Ama tedbir yanlış yerde alınmıştı. Tahriğin en büyüğü sosyal medyada yayılmıştı bile.

Her ne kadar yardımlar da bu platform üzerinden yaygınlaşsa da insanlıktan utandıran ifadeler de burada kendine yer buldu.

Hakkari’de 24 askerin ölümünden sonra gelen deprem ile bağlantı kurmuştu bazı karanlık zihinler.

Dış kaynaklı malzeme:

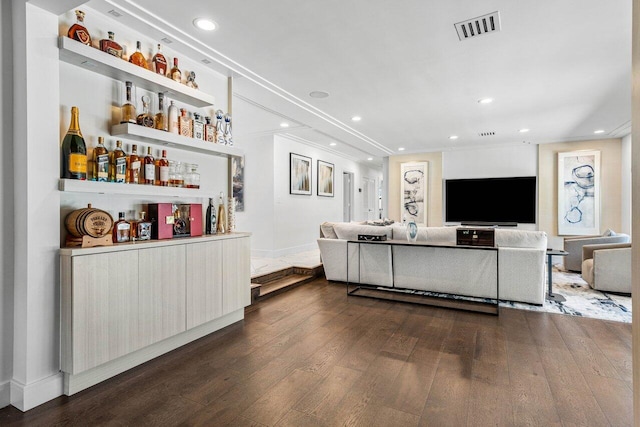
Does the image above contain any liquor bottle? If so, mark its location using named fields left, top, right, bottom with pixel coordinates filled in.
left=204, top=198, right=217, bottom=234
left=60, top=107, right=87, bottom=179
left=127, top=144, right=140, bottom=184
left=216, top=192, right=227, bottom=234
left=167, top=101, right=180, bottom=134
left=144, top=147, right=156, bottom=185
left=204, top=116, right=216, bottom=142
left=151, top=43, right=167, bottom=76
left=100, top=31, right=122, bottom=58
left=67, top=10, right=91, bottom=46
left=129, top=41, right=149, bottom=70
left=155, top=150, right=169, bottom=187
left=109, top=141, right=127, bottom=183
left=169, top=58, right=182, bottom=83
left=113, top=212, right=131, bottom=243
left=136, top=95, right=153, bottom=128
left=178, top=108, right=193, bottom=138
left=153, top=92, right=168, bottom=131
left=193, top=113, right=204, bottom=141
left=120, top=82, right=136, bottom=123
left=93, top=136, right=109, bottom=182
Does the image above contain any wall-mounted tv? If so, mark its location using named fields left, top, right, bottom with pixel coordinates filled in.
left=445, top=176, right=537, bottom=225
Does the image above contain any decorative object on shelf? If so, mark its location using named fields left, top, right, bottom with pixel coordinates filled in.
left=229, top=156, right=244, bottom=212
left=187, top=71, right=198, bottom=89
left=100, top=31, right=123, bottom=58
left=129, top=41, right=149, bottom=70
left=60, top=106, right=87, bottom=179
left=317, top=160, right=334, bottom=197
left=558, top=150, right=600, bottom=236
left=67, top=10, right=91, bottom=46
left=400, top=162, right=429, bottom=225
left=216, top=110, right=224, bottom=145
left=224, top=113, right=233, bottom=147
left=289, top=153, right=311, bottom=196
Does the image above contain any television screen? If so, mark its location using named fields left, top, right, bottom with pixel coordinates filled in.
left=445, top=176, right=536, bottom=225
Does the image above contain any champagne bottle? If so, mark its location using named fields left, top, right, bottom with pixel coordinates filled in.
left=60, top=106, right=87, bottom=179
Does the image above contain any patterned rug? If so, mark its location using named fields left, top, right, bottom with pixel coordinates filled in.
left=500, top=267, right=631, bottom=323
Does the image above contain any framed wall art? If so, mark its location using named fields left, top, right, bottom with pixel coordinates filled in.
left=317, top=160, right=335, bottom=197
left=558, top=151, right=600, bottom=236
left=289, top=153, right=311, bottom=196
left=400, top=162, right=429, bottom=225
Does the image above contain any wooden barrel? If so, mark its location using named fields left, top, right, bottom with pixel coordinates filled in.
left=64, top=205, right=113, bottom=237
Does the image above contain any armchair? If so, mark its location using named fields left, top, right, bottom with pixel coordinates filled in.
left=564, top=234, right=631, bottom=272
left=582, top=243, right=631, bottom=294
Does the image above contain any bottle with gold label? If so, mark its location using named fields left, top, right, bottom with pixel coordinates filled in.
left=60, top=106, right=87, bottom=179
left=67, top=10, right=91, bottom=46
left=93, top=136, right=109, bottom=182
left=129, top=41, right=149, bottom=70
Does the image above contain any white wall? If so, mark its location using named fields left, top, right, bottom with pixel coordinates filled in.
left=0, top=1, right=13, bottom=408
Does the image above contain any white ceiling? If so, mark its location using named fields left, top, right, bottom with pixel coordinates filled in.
left=79, top=0, right=632, bottom=163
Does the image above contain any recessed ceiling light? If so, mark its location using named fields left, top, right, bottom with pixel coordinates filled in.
left=309, top=90, right=329, bottom=99
left=193, top=18, right=218, bottom=31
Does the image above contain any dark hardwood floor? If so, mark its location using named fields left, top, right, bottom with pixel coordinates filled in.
left=0, top=279, right=633, bottom=426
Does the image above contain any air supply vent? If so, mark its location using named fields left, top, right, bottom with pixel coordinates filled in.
left=454, top=11, right=500, bottom=41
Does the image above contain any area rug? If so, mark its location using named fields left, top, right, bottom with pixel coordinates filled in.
left=500, top=267, right=631, bottom=323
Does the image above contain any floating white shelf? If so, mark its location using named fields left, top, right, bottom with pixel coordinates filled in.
left=58, top=36, right=215, bottom=108
left=58, top=179, right=218, bottom=198
left=111, top=123, right=243, bottom=157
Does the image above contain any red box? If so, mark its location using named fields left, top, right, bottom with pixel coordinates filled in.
left=149, top=203, right=202, bottom=239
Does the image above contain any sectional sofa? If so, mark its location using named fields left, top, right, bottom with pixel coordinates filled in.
left=318, top=222, right=547, bottom=305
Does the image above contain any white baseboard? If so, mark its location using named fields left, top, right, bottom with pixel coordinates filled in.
left=11, top=373, right=62, bottom=412
left=0, top=381, right=11, bottom=408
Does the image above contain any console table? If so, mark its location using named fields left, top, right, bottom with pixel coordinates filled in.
left=347, top=240, right=500, bottom=315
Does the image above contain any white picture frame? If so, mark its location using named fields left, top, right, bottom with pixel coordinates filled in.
left=558, top=150, right=600, bottom=236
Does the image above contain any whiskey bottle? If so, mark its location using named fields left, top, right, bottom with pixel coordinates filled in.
left=204, top=116, right=216, bottom=142
left=120, top=82, right=136, bottom=123
left=67, top=10, right=91, bottom=46
left=169, top=58, right=182, bottom=83
left=127, top=144, right=141, bottom=184
left=100, top=31, right=122, bottom=58
left=155, top=150, right=169, bottom=187
left=113, top=212, right=131, bottom=243
left=153, top=92, right=168, bottom=131
left=178, top=108, right=193, bottom=138
left=167, top=101, right=180, bottom=135
left=129, top=41, right=149, bottom=70
left=60, top=107, right=87, bottom=179
left=144, top=147, right=156, bottom=185
left=193, top=113, right=204, bottom=141
left=136, top=95, right=153, bottom=128
left=151, top=43, right=167, bottom=76
left=93, top=136, right=109, bottom=182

Nefretlerini kusmuşlardı twitter’da.

Hatta daha da ileri gidip yardım paketlerine taş, bayrak koyanlar olacaktı

Ama bu tehlikeli mantık sadece sosyal medyada kalmadı.

 

Önce Habertürk’te Duygu Canbaş – daha sonra sözlerinin yanlış anlaşıldığını savunup özür dilese de – haberin geldiği merkezle ilgili imada bulundu.

Ardındansa ATV’de Müge Anlı açıkça depremde zarar gören sivil halkın durumu ile PKK arasında ilişki kuruyordu.

 

Tepki geldi elbet ama hak vereni de çıktı onlara…

 

Başbakan Erdoğan da ayrımcı dili açıkça eleştirenlerdendi ancak devletin yetersizliğini kabul etmedi ilk anda.

Önce çadır kuyrukları uzadı kilometreler boyunca…

Ardındansa buz gibi havaya karşı tüp sırası…

Fakat eleştirilere kulaklarını kapadı Başkent.

Ta ki kendi değerlendirmesini kendi yapana kadar…

Böylece Ankara, yönetici kadrosu değişse de “Türkiye’ye komünizm gelecekse onu da biz getiririz” ruhunun hala aynı hızda damarlarında gezdiğini hissettirdi ülkede yaşayanlarına…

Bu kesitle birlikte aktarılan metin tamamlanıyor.